A JUDGE is to probe the notorious unsolved axe murder of a man from Gwent, according to reports.

Home secretary Theresa May is set to announce details of a Hillsborough-style review into the death of Cwmbran private detective Daniel Morgan, it was reported today.

The reports said the politician will outline details of an "independent panel review" which will have the same powers as the one that reviewed the 1989 Hillsborough tragedy and led to a new criminal investigation.

Campaigners hope the move would trigger a new police inquiry into the murder.

The Home Office yesterday would not be drawn on whether the report was accurate.

A spokeswoman for the department said: "Discussions are continuing with the family and we hope to make an announcement shortly."

Kirsteen Knight, partner of Daniel Morgan's brother Alistair Morgan, said: "All we can say at the moment is that the family is still talking to the Home Office."

Daniel Morgan, a former Croesyceiliog Grammar School pupil, was aged 37 and working as a private investigator when he was found dead in a London pub car park in 1987, an axe embedded in his skull.

His murder was never solved.

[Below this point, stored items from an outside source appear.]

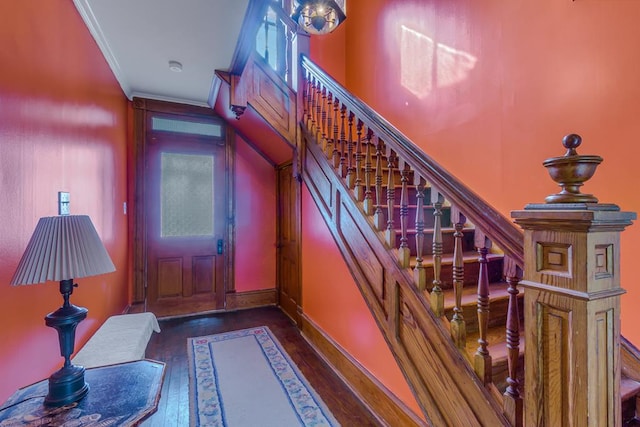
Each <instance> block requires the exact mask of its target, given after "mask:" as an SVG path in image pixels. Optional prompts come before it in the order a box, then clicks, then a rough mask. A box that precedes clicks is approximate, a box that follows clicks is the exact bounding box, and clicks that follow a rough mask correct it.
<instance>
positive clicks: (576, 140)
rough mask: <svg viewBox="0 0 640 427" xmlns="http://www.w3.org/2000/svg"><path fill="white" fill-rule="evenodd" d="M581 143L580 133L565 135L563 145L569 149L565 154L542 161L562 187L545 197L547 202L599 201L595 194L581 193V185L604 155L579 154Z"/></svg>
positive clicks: (553, 176) (596, 202)
mask: <svg viewBox="0 0 640 427" xmlns="http://www.w3.org/2000/svg"><path fill="white" fill-rule="evenodd" d="M581 143H582V138H581V137H580V135H577V134H575V133H572V134H569V135H567V136H565V137H564V138H563V139H562V145H563V146H564V147H565V148H566V149H567V152H566V153H565V155H564V156H561V157H552V158H550V159H547V160H545V161H544V162H543V163H542V164H543V165H544V167H545V168H547V171H549V175H550V176H551V179H553V180H554V181H555V182H557V183H558V185H559V186H560V188H562V191H560V192H559V193H557V194H551V195H550V196H547V197H546V198H545V199H544V200H545V202H546V203H598V199H597V198H595V197H594V196H593V195H591V194H582V193H580V187H581V186H582V185H583V184H584V183H585V181H587V180H588V179H590V178H591V177H592V176H593V174H594V173H595V171H596V168H597V167H598V165H599V164H600V163H601V162H602V157H600V156H590V155H579V154H578V152H577V151H576V148H578V147H579V146H580V144H581Z"/></svg>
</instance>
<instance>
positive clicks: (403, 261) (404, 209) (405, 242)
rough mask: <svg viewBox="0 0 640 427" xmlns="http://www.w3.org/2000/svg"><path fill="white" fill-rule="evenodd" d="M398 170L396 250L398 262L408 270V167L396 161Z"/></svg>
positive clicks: (410, 258)
mask: <svg viewBox="0 0 640 427" xmlns="http://www.w3.org/2000/svg"><path fill="white" fill-rule="evenodd" d="M398 169H400V176H401V178H400V183H401V185H402V188H401V191H400V247H399V248H398V261H399V262H400V266H402V268H409V265H410V261H411V251H410V250H409V239H408V238H407V230H408V228H409V227H408V222H409V187H408V182H409V177H408V176H409V165H408V164H406V163H405V162H403V161H398Z"/></svg>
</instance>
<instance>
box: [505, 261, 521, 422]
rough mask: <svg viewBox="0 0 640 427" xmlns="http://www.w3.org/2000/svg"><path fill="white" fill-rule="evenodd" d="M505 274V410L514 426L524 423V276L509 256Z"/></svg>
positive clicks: (519, 268) (505, 270)
mask: <svg viewBox="0 0 640 427" xmlns="http://www.w3.org/2000/svg"><path fill="white" fill-rule="evenodd" d="M504 269H505V276H506V278H507V283H508V284H509V288H508V290H507V292H508V293H509V308H508V310H507V363H508V369H509V376H508V377H507V384H508V386H507V389H506V391H505V393H504V412H505V415H506V417H507V419H508V420H509V422H510V423H511V425H512V426H514V427H521V426H522V424H523V404H522V403H523V402H522V396H521V395H520V390H519V387H520V382H519V381H518V370H519V369H520V368H519V366H518V362H519V357H520V312H519V311H520V310H519V308H518V293H519V291H518V283H519V282H520V279H521V278H522V270H521V269H520V268H519V267H517V266H516V265H515V263H514V262H513V261H512V260H511V259H510V258H508V257H505V258H504Z"/></svg>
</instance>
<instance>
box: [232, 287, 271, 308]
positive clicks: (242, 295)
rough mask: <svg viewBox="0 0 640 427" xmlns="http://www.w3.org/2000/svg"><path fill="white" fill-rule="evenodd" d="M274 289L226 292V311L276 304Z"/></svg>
mask: <svg viewBox="0 0 640 427" xmlns="http://www.w3.org/2000/svg"><path fill="white" fill-rule="evenodd" d="M276 298H277V295H276V290H275V289H262V290H258V291H248V292H227V311H230V310H244V309H247V308H256V307H263V306H265V305H275V304H276Z"/></svg>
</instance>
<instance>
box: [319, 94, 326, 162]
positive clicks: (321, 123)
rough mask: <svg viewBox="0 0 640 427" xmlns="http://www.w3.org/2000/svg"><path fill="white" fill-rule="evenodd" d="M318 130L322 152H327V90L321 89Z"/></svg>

No one has ever been convicted of his killing, and a court case over the death collapsed in 2011.

Mr Morgan's elderly mother Isobel Hulsmann told the Argus last year she wanted to see justice for her son before she died.

A report published by the Crown Prosecution Service last year pointed to the unreliability of critical witnesses in the police investigation.

It revealed four crates of evidence a month were lost before the case collapsed last year.

Alistair Morgan told the Argus at the time that the report contained no surprises and was pointless - accusing the home secretary of using the report to delay a decision on a judicial inquiry.